The consequences of violence against female environmental refugees are the same as violence against female refugees in other contexts, such as refugees from armed conflict. According to the United Nations High Commissioner for Refugees (UNHCR) in a 2003 report (PDF, 168 pages), women face a long list of health, social, psychological, and other kinds of consequences from their experiences of violence.
There are serious and potentially life threatening health consequences that stem from sexual and gender-based violence of any kind. Fatal consequences include homicide, suicide, maternal or infant mortality, and AIDS-related mortality. Non-fatal health outcomes may include chronic physical consequences such as disability, chronic pain, eating disorders, sleep disorders, and drug and alcohol abuse. There may also be reproductive consequences such as miscarriage, sexually-transmitted infections, including HIV/AIDS, and unwanted pregnancy.
Sexual and gender-based violence of any kind can also cause psychological and social problems such as anxiety, fear, anger, shame, self-hate and -blame, and mental illness such as depression and post-traumatic stress disorder.
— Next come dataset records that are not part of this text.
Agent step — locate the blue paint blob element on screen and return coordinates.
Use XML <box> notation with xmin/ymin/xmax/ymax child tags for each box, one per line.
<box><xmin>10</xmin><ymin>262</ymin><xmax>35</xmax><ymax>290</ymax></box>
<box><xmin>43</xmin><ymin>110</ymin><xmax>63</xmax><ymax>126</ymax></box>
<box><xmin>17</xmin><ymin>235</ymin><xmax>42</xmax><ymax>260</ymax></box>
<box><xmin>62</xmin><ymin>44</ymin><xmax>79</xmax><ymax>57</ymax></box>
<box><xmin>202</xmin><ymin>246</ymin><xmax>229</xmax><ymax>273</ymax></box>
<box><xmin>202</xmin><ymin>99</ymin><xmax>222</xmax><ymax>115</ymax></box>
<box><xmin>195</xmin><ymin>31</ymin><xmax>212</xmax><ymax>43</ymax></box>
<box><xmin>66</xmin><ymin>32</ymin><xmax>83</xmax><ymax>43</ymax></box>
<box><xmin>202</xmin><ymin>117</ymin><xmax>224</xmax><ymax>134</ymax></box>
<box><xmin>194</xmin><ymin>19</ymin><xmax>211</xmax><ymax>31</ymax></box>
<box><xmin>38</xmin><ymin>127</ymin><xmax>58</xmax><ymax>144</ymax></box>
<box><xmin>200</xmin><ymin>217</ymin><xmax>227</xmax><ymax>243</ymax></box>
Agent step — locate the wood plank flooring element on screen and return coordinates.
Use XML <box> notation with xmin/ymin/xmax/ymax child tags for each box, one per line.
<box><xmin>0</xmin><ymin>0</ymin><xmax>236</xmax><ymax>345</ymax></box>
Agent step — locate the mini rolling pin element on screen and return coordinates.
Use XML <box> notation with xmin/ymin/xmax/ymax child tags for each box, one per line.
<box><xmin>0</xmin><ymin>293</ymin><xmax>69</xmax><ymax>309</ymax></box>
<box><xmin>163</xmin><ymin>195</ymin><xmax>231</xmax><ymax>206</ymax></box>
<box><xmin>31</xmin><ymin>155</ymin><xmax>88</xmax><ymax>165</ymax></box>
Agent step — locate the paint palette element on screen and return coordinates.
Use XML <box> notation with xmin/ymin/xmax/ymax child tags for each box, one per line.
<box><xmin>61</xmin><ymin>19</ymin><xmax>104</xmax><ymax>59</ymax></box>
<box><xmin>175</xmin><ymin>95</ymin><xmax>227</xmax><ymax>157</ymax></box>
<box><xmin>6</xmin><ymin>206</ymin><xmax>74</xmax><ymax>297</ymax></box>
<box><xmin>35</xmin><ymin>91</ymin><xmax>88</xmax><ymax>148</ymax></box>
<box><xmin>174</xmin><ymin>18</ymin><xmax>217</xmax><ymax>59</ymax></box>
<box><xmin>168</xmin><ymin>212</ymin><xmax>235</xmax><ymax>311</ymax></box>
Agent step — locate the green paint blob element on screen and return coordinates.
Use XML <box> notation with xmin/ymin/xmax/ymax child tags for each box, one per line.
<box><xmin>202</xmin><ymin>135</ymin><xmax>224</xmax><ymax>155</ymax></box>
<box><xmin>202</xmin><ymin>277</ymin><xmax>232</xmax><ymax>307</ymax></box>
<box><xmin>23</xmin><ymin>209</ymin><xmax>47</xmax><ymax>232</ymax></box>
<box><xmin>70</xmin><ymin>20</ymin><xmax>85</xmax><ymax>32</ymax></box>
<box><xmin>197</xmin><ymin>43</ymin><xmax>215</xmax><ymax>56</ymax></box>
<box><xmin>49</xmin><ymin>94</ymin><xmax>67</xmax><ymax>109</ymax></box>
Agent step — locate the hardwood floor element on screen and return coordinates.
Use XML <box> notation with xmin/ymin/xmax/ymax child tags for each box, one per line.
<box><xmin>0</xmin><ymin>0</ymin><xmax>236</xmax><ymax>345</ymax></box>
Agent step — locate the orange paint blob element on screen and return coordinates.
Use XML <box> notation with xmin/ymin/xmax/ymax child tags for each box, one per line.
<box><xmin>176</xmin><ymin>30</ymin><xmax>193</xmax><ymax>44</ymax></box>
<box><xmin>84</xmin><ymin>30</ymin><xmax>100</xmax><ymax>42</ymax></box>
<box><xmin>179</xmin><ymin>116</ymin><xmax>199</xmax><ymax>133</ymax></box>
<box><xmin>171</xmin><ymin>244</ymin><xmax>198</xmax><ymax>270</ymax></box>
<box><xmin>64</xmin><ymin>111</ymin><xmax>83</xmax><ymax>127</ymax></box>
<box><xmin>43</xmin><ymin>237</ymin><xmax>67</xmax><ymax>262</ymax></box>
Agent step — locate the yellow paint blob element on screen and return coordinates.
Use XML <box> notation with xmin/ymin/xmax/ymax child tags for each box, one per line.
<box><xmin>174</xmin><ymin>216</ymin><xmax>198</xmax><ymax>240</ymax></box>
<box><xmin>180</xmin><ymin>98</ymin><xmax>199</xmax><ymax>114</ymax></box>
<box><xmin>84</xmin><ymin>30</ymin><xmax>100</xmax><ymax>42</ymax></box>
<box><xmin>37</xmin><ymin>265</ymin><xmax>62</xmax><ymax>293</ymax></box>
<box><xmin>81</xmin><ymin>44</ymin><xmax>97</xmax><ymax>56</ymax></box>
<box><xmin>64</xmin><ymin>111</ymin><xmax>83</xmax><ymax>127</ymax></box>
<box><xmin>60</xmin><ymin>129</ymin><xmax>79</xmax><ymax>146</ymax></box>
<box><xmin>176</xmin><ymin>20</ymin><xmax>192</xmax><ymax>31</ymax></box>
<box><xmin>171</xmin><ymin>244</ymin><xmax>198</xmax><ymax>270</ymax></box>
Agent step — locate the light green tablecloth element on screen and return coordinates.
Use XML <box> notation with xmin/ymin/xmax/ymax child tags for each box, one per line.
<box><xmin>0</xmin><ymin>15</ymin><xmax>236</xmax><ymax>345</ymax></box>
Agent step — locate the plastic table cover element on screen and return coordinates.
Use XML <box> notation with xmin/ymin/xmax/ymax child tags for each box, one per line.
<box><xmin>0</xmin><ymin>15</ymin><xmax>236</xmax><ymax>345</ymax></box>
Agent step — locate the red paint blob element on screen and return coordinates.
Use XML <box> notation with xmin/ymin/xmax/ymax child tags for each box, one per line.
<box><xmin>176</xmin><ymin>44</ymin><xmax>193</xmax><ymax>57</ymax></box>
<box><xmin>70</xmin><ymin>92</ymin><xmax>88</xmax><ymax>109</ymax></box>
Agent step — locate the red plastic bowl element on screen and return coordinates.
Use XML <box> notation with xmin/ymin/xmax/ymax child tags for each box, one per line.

Social consequences are often strongly associated with gender, such as stigmatizing, blaming and socially rejecting a female rape victim but not a male rapist.
When national laws do not provide adequate safeguards against sexual and gender-based violence, or if judicial and law enforcement practices do not enforce laws that exist, violence against female environmental refugees can be perpetrated with impunity. Community attitudes of blaming the victim/survivor are often reflected in the courts. Many sexual and gender-based crimes are dismissed or guilty perpetrators are given light sentences. The lack of punishment meted out to perpetrators constitutes another violation of the victim’s/survivor’s rights and freedoms. The emotional damage to victims/survivors is compounded by the implication that the perpetrator is not at fault.
For many victims of environmental crises, the disaster and its consequences leaves them insecure, threatened, afraid, unprotected and at risk of further violence.
If police and security workers are not sensitive to the victim’s/survivor’s needs for immediate care, dignity, respect, and accountability for perpetrators, the result will be further harm and trauma to the victim/survivor.
From: United Nations High Commissioner for Refugees (UNHCR), Sexual and Gender-Based Violence against Refugees, Returnees and Internally Displaced Persons (2003) (PDF, 168 pages).